In America, the story of shares would often be the reason for ridiculous wealth. I am no property guru but I am a world authority on investing (don’t mean to brag, but international bestsellers and TV programmes and Oxford fellowships don’t go to clueless people).

So I want to use this for my son. And this is what I did for his first birthday. Firstly, I used a tax efficient savings account. In the UK that is an ISA and a SIPP (there are junior versions of both).

I then, using my know-how researched using online tools and software I’ve created companies which have performed well over good and bad economic cycles and weighing more heavily performance over the past few years. I wanted companies preferably paying a dividend, as they would always have shareholders who would prop up the demand for those shares and so the share price for that reason alone. And I wanted the value of the companies, despite good performance to remain cheap compared to other counties.

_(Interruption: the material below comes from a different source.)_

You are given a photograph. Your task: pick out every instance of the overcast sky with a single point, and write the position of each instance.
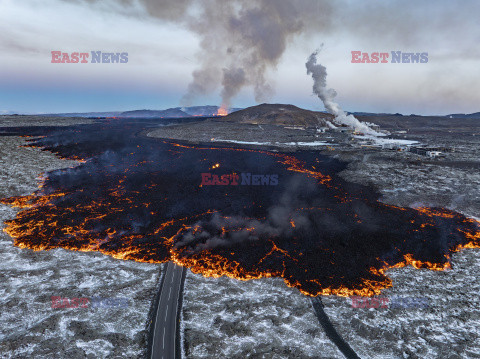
(167, 41)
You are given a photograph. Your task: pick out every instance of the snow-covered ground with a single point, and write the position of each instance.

To me this means, when I am buying a share, I am buying future income streams and so I wanted to pay as little as possible for that. And the best measure of future income, is profits. So I want to pay no more than 20 times for each $ of profit.

The names I came down on, to add to my previous holdings in Google, Facebook, Amazon, Apple were: AES, Globant, Veeva Systems, HCA, Waters, Autozone, Chegg, Intuit, Cisco, Yum China.

I want my son to have these for 18 more years. So they had to be good. From all my research they are.